剩下的半车则是一些布匹和包装精美的点心,看样子这个小伙子的确没有撒谎,他果然是在帮助一些工厂采供,眼看着再过段时间就到中秋节了,这些东西估计是工厂给工人们发放福利所用。
名叫林君的小伙子和众人开门见山:“国家兴亡匹夫有责,既然那些人玩命也要卷着这些东西跑路,我个人认为关于地震的传闻宁可信其有,所以我愿意把这两车物资都无偿捐献出来,算作我这个匹夫对祖国的一点点回馈。”
“虽然那些文物不是我个人所有,但是如果不是我和我那几个兄弟拼命拦截,它们现在可能已经在出海的渔船上被运往不是哪个国家,勉强算作我上交公家的吧。另外我已经联系了长河县那几家工厂以及我所在的左安公社刘家大队物资互助组,他们表示要调动一切可以调动的物资驰援蜜山,没有地震我们最多有一些运输产生的耗损以及一些粮食蔬菜,可一旦地震真的发生,我们未雨绸缪会减少国家和地方上很多损失,挽救很多家庭。”
“为了这些可能,我愿意承担一些必要的损失。”
贺诤军的眼眶有点潮湿,一个不到二十岁的孩子,一个工厂的小小采购员都能有这样的境界且立刻付诸行动,而他们这些人好几个小时却在会议室里争论不休着要不要去抓散发传单的人。

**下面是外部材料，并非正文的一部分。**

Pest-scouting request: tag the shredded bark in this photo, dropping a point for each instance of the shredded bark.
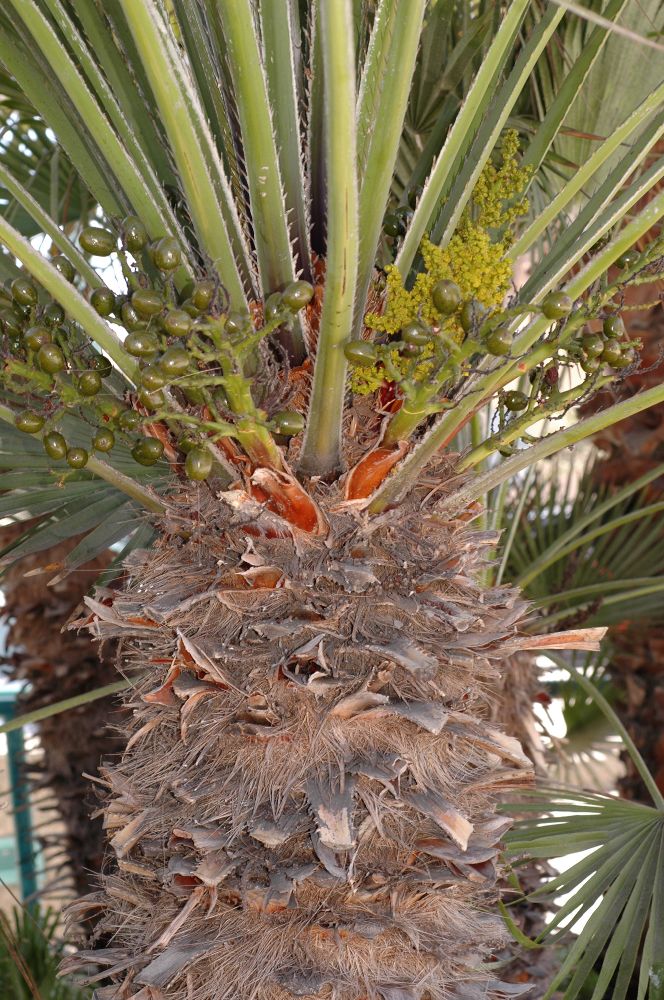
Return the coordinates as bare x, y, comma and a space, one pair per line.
307, 804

“我们该感到羞愧啊!”贺诤军低垂着头看着自己的手喃喃自语。
“当官不为民做主,不如回家卖红薯。”
倏然,贺诤军抬起头来,直面脸色十分难看的张主任:“老张,和林君同志一样,我主张立刻投入全部可以调动的人力物力,开启防震、抗震,灾前、灾后的一切部署,如果地震没有发生,我愿意负一切责任!”
副士长孙和光站出来:“我愿意跟贺书记一起承担责任!”
会议室里更多的人都走到院子里站在贺诤军旁边:“我也愿意承担责任!”
张主任心中那股恼怒如梵天业火,熊熊而起,却又不知烧去哪里,只觉站在死对头贺诤军身边的人个个面目可憎,他暗下决心,等他来日寻到机会,眼前这些人个个都要他们好看!

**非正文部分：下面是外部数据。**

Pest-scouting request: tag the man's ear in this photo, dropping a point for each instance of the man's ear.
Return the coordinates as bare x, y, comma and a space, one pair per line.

一转头,竟然发现格炜会办事组和政工组有三个人也赫然在列,顿时后槽牙咬得快要粉碎,那就……从这几个人开始吧!
不管如何在心里谋划秋后算账,眼前大势所趋,就算曾经是蜜山市的一言堂,如今他也不得不屈从贺诤军的意见,结束对散发传单之人的追剿,并且还要异常憋屈的被人牵着鼻子走,按照人家安排下的部署去抗震救灾。
接下来的行动里,人们发现之前灰头土脸的张主任又变得生龙活虎,处处抢在行动第一线。
副士长孙和光意味深长的看着前面正安排几个行动组的张主任:“这小子现在怎么突然这样积极了?”

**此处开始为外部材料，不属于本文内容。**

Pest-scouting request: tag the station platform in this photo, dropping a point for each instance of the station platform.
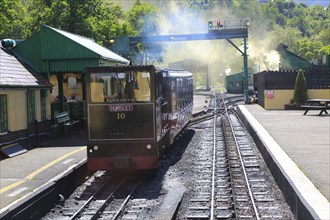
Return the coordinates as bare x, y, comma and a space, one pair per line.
24, 176
297, 151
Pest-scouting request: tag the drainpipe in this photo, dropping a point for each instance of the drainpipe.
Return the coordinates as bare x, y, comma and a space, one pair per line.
28, 117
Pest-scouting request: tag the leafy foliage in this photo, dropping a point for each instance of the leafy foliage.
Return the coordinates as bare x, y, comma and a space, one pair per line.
304, 29
13, 19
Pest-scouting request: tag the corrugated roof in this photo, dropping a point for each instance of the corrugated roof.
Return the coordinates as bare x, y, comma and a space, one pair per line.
14, 74
91, 45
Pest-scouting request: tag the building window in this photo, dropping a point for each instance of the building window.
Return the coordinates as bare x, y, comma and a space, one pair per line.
43, 95
3, 114
31, 106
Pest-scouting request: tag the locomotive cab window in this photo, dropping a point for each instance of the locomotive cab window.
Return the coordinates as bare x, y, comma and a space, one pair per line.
131, 86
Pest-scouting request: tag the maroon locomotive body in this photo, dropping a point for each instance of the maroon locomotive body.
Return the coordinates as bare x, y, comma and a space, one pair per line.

“地震了他又是头功,不地震咱们都事先声明愿意承担责任,人家进可攻退可守,为什么不好好表现表现?”
可惜的是现场这些人都是老政治了,一辈子在体制里摸爬滚打,什么样的货色没见过?张主任这点小心思谁不明白呢?
君凛不管这些,把两辆已经被卸空的卡车留在格炜会大院里,自己却顺着那股熟悉的气息轻车熟路找到了柳树巷胡同。
看着从天而降的少年,顾胜昔又惊又喜。
“阿凛,你怎么会在这里?”
君凛挥挥手里的传单,声音小的只有彼此可以听见:“这个,是你搞出来的吧?”
果然不愧是身负大气运之人,顾胜昔想着,这点蛛丝马迹,他都能顺藤摸瓜找到自己。
把君凛带进家里,何小雅还没有回来。
顾胜昔见他风尘仆仆,脸色暗沉,嘴唇干涩甚至还有细小裂纹,就知道此前他定然是风尘仆仆,不知道赶了多远的路,想来阿凛应该还没有吃午饭,于是直接从平台定了一份羊肉炖萝卜,一份清炒袖珍菇,一盒三鲜虾饺。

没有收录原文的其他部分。